In recent decades, scientific advances as well as growing environmental problems such as global warming are helping us to understand the countless ways in which natural systems support our own prosperity and well-being.

For example, the world’s oceans, forests and soils act as vast stores for greenhouse gases such as carbon dioxide and methane; farmers and fisher-folk harness nature on land and under water to provide us with food; scientists develop medicines using genetic material drawn from the millions of species that make up Earth’s astounding biological diversity.

Billions of rural people around the world spend every working day ‘connected to nature’ and appreciate full well their dependence on natural water supplies and how nature provides their livelihoods in the form of fertile soil. They are among the first to suffer when ecosystems are threatened, whether by pollution, climate change or over-exploitation.

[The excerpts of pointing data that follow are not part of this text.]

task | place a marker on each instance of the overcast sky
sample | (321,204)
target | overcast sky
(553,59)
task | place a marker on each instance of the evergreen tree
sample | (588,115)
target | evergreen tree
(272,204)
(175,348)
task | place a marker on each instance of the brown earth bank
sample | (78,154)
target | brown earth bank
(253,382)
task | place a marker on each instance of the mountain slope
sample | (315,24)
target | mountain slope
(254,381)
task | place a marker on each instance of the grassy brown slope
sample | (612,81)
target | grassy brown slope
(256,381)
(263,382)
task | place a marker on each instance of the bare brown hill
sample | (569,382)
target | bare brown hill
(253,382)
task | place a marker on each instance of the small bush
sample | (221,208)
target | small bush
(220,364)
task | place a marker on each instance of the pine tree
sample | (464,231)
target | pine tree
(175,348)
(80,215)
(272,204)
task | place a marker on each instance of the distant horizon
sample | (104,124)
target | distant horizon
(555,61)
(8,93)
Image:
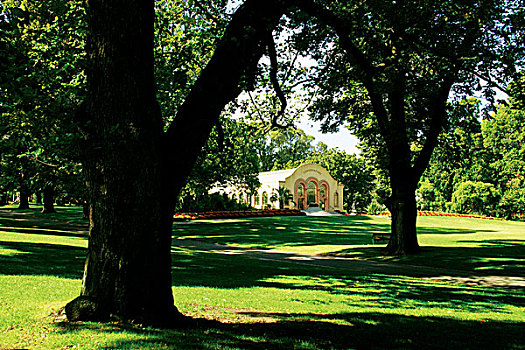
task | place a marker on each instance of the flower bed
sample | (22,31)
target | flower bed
(454,215)
(238,214)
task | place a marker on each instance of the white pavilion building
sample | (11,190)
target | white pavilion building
(306,184)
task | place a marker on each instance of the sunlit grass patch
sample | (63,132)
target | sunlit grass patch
(250,303)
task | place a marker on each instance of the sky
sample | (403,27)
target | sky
(343,139)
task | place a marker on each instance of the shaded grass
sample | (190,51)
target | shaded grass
(254,303)
(64,214)
(481,246)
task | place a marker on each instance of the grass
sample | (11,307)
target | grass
(269,304)
(482,246)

Nature’s gifts are often hard to value in monetary terms. Like clean air, they are often taken for granted, at least until they become scarce. However, economists are developing ways to measure the multi-trillion-dollar worth of many so-called ‘ecosystem services’, from insects pollinating fruit trees in the orchards of California to the leisure, health and spiritual benefits of a hike up a Himalayan valley.

Hit the park

This year’s World Environment Day is an ideal occasion to go out and enjoy your country’s national parks and other wilderness areas. Park authorities in some countries may follow Canada’s example and waive or reduce park entry fees on June 5 or for a longer period.

Nature up close

Connecting to nature can involve all the physical senses: why not take off your shoes and get your feet (and hands) dirty; don’t just look at the beautiful lake, jump in! Take a hike at night and rely on your ears and nose to experience nature.

You can also connect with nature in the city, where major parks can be a green lung and a hub of biodiversity. Why not do your bit to green the urban environment, by greening your street or a derelict site, or planting a window box? You could put a spade in the soil or lift a paving slab and see what creatures live beneath.

In the age of asphalt and smartphones and among the distractions of modern life, connections with nature can be fleeting. But with help, World Environment Day can make clearer than ever that we need harmony between humanity and nature so that both are able to thrive.